While we urge our supporters to pack the courts, we know that justice is rarely granted in them. Our struggles will not be legitimized by the same system that continues to actively criminalize and displace indigenous, racialized, dis/abled, queer, trans and poor people. However, winning this appeal could eventually mean freedom for detainees, and an end to indefinite immigration detention.

As you know, hundreds of migrants jailed indefinitely without trial or charge, have been waging a courageous struggle against immigration detentions and deportation in a max-security prison in Lindsay, Ontario since September 2013. These migrants, most of whom are Black men, have gone on hunger strike, boycotted their detention reviews, refused to enter their cells and organized despite the violence and alienation of prisons.

To support their struggle, the End Immigration Detention Network has organized rallies and petitions, gone to the United Nations, uncovered deep discrepancies in the detention review process and in December of last year launched a legal court challenge in Ontario’s provincial courts. In the months to come, we will also be turning our attention to the Ontario government that gets paid millions of dollars each year to support Harper’s anti-immigrant agenda, and imprison migrants without trial or charge.

So come out, show your support on Wednesday May 6th as we continue to fight for an end to immigration detention!

Email us at to let us know your coming and we’ll be in touch closer to the date to confirm what time we’ll meet at.
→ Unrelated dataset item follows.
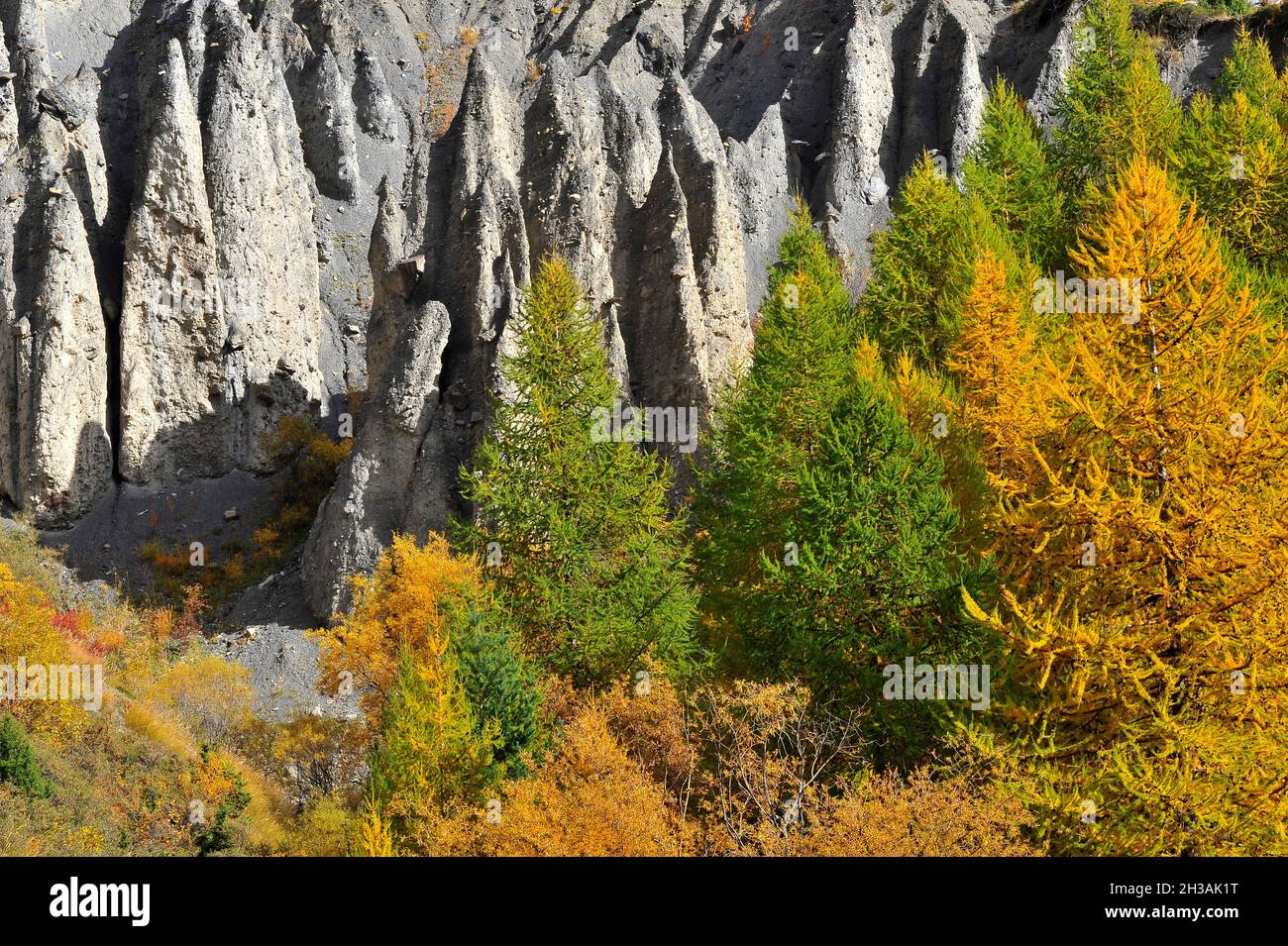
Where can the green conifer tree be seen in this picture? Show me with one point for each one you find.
(1009, 170)
(589, 564)
(1115, 103)
(18, 765)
Detainee Strike Organizer Amin Mjasiri Deported

“Are the actions undertaken by immigration canada unjust? I would go so far as to say their actions are inhuman, despicable and grossly hypocritical” Amin Mjasiri, on the phone from Kenya

On March 27, 2015, Amin Mjasiri, a migrant justice activist, father, and friend was forced to board a plane en route to Nairobi, Kenya after being jailed in immigration detention for 45 months. Amin Mjasiri is part of a movement of migrant detainees who began striking on September 17th, 2013 to protest against arbitrary detentions, bogus judicial review processes and imprisonment in maximum security jails.

Since September 2013, Amin has been a friend, a comrade and a key organizer inside Lindsay’s maximum security prison. Many of us on the outside have come to rely on him for strategies, ideas, and inspiration. His warmth and friendliness a daily reminder of survival and resiliency in the face of cruel border controls and prison sentences. We are hurt, and disappointed that Amin is not just on the other side of a glass window but thousands of miles away. At the same time, this targeting and deportation of Amin strengthens our resolve to continue until all these border walls fall.
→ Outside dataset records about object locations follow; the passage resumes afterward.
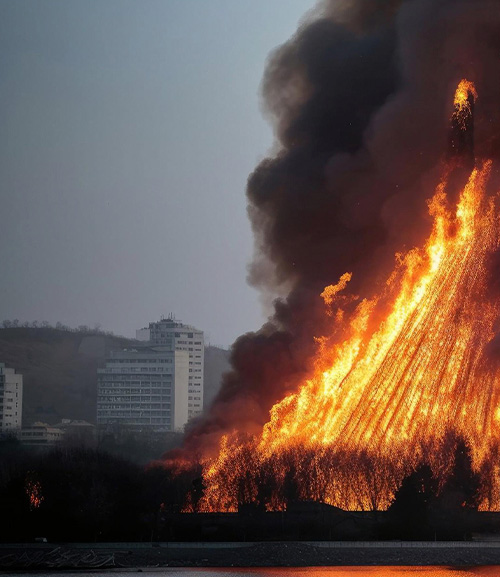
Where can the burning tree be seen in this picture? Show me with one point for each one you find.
(344, 398)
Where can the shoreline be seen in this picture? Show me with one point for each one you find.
(107, 556)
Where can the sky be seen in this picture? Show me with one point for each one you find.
(129, 129)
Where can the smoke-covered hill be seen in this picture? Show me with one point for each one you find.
(59, 369)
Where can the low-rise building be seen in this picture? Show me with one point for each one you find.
(40, 434)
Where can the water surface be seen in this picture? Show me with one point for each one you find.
(491, 571)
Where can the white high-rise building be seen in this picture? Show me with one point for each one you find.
(145, 387)
(11, 399)
(174, 335)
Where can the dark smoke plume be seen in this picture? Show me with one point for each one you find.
(360, 99)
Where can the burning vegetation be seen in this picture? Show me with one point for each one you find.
(349, 390)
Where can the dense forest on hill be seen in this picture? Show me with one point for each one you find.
(59, 368)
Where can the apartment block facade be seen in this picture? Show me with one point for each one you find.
(144, 387)
(175, 336)
(11, 399)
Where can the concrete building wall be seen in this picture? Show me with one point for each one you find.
(137, 388)
(11, 399)
(181, 409)
(177, 336)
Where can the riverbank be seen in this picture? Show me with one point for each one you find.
(290, 554)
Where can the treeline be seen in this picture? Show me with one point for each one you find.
(77, 494)
(84, 329)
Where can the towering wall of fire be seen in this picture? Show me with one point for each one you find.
(339, 398)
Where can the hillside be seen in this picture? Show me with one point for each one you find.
(59, 370)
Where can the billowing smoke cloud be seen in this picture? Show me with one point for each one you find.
(360, 99)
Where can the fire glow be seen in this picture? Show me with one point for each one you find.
(400, 373)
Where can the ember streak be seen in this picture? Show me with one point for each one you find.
(369, 369)
(390, 391)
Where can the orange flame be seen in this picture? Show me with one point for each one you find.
(33, 491)
(383, 399)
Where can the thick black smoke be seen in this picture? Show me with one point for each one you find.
(360, 99)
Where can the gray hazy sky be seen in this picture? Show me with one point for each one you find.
(128, 131)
We first came into contact with Amin in September 2013. In October, on the 26th day of his hunger strike, Mjasiri released this statement,

“The reason for my hunger-strike is indefinite detention, the uncertainty of the outcome of whether it is going to be deportation or release…Immigration is punishing me right now. Because to them they say this is not a punishment, then what am I doing in a maximum security for 28 months. 28 months of my life, you could not give that back to me. Even if you were going to deport me right now. You could not give that back to me.”
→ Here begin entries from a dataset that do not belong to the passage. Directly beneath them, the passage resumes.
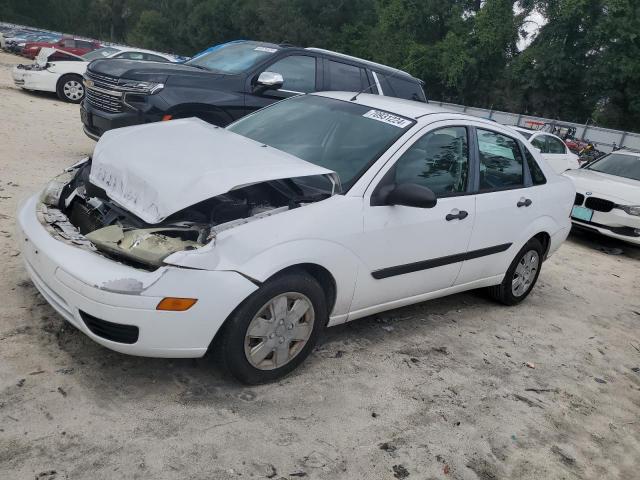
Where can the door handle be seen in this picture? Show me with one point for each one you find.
(461, 215)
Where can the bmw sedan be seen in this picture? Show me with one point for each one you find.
(180, 237)
(608, 196)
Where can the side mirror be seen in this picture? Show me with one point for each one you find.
(270, 81)
(412, 195)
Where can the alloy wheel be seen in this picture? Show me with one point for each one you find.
(279, 331)
(525, 273)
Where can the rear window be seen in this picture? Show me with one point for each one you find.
(401, 87)
(344, 77)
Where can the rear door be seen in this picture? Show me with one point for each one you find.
(504, 205)
(300, 73)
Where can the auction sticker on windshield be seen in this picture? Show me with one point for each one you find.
(386, 117)
(266, 49)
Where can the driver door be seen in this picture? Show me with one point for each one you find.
(300, 74)
(411, 251)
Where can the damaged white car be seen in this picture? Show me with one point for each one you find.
(180, 236)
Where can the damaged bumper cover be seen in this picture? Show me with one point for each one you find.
(81, 284)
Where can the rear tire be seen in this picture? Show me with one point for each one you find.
(266, 323)
(70, 88)
(521, 275)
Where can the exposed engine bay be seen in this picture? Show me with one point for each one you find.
(76, 211)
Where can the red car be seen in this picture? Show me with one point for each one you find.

Amin’s imprisonment continued for a year and half after this statement. A total of 45 months of his life, that cannot be given back, were spent in detention while Canada Border Services Agency (CBSA) forced the Government of Kenya to issue him travel documents.

Amin has been an outspoken organizer from the beginning of the End Immigration Detention Campaign and was the longest of the hunger strikers in 2013; striking in isolation for over a month. Lawyers for CBSA, in part, have used this strike and his activism as a reason not to release Amin over the last 18 months. In fact, the CBSA tried to deport him to a second country, which he has no relations to, rather than release him to his friends and family in Canada.

On Monday, March 23, 2015 Amin was given travel documents for a flight scheduled four days later. He was forced to leave behind his loved ones and return to Kenya, a country he has not lived in or even visited for over two decades, and which has not regarded him as a citizen.

Although no longer in Canada, he plans to continue to organize against immigration detention and deportation. So will we.